É muito comum nos grupos de Facebook rolar uma defesa ao médico obstetra da família, ou ao obstetra que “fez meu parto normal” ou que “fez a cesárea porque as mulheres pedem” cada vez que sai algum comentário sobre as taxas de cesárea e sobre a prática (não)humanizada de alguns profissionais.
Antes de ser obstetriz, antes de ser doula, eu já era ativista contra violência obstétrica e por isso quero dividir com você minha percepção de quem teve duas cesáreas desnecessárias, depois passou por 21 obstetras pra conseguir um parto natural.
É importante lembrar que ter o direito às taxas de cesárea dos obstetras conveniados foi uma grande conquista das usuárias de plano de saúde graças ao movimento de mulheres e da humanização do parto e temos que olhar para elas sim, pois fazer cesárea sem indicação clínica é colocar mãe e bebê em RISCO. A cesárea “a pedido” é um dos fatores que faz o Brasil ter taxa de morbi-mortalidade materna muito acima do máximo tolerado pela Organização Mundial da Saúde (OMS) e ter taxas de internação em UTI (materna e neonatal) muito acima do ideal também. Da mesma forma que uma cesárea bem indicada salva vidas e são, sem sombra de dúvidas, muito bem vindas, as cesáreas sem indicação clínica devem ser evitadas.

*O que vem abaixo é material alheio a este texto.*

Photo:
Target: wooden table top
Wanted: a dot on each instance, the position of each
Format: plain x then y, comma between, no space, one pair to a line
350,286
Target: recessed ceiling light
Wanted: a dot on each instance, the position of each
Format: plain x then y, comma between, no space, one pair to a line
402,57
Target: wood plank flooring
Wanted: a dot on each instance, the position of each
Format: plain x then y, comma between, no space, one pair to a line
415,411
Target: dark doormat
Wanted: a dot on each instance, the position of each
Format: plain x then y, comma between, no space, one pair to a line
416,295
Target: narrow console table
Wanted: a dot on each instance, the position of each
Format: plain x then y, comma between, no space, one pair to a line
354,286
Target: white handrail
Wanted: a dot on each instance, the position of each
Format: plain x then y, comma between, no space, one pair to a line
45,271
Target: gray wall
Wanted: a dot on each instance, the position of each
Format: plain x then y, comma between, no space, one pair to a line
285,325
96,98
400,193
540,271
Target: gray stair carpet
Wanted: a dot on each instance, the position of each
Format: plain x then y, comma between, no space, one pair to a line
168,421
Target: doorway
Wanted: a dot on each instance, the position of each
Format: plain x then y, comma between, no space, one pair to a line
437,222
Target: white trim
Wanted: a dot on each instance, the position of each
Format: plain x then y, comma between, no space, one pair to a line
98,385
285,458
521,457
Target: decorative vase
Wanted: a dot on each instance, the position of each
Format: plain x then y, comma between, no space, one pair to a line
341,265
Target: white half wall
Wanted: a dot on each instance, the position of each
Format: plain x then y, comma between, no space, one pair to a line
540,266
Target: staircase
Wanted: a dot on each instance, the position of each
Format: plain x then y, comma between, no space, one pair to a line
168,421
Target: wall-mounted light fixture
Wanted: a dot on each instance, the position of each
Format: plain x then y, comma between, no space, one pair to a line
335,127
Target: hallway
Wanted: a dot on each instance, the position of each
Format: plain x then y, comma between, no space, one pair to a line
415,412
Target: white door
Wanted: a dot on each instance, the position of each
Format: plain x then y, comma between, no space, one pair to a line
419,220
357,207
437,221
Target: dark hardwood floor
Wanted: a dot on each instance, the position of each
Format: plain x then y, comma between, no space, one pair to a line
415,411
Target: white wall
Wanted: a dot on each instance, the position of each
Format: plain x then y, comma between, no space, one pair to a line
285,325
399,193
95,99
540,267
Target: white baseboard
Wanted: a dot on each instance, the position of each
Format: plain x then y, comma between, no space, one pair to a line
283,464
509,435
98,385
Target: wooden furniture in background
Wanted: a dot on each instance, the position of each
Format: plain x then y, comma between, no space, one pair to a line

No entanto, a Obstetrícia é uma das poucas especialidades médicas que se opta fazer uma cirurgia de grande porte sem indicação clínica. Apesar do Brasil ser um dos países que mais realiza cirurgias de um modo geral, fico imaginando se um ortopedista em um plantão de traumas, recebe um paciente pedindo pra amputar a própria perna porque a dor está alucinante, oferece um anestésico potente ou se ele amputa a perna “a pedido”. Ou em um PS onde uma pessoa chegue com dor abdominal aguda e exija uma cirurgia de apêndice “a pedido”, sem indicação clínica, e o plantonista faça a cirurgia ao invés de oferecer uma solução para o problema que o paciente está enfrentando. Mas obstetra fazer cesárea a pedido pode. Como diz o Bráulio Zorzela, as mulheres não querem cesárea. Elas querem uma boa assistência. Uma assistência segura e humana. Uma assistência onde ela seja informada sobre o que está acontecendo com ela. Uma assistência em que as intervenções sejam realizadas quando necessárias. Uma assistência com equipe multiprofissional. E isso o inquérito nacional Nascer no Brasil mostrou. Por isso, quem tem que se preocupar em melhorar as taxas são os profissionais e não as usuárias em defendê-los.
Então mulheres uni-vos! Já conseguimos avançar muito nos últimos dez anos. A luta e o movimento da humanização do parto não é para “desmoralizar” ninguém não. É direito das mulheres saberem onde elas tem real chance de parto normal e onde elas tem uma cesárea a pedido aceita.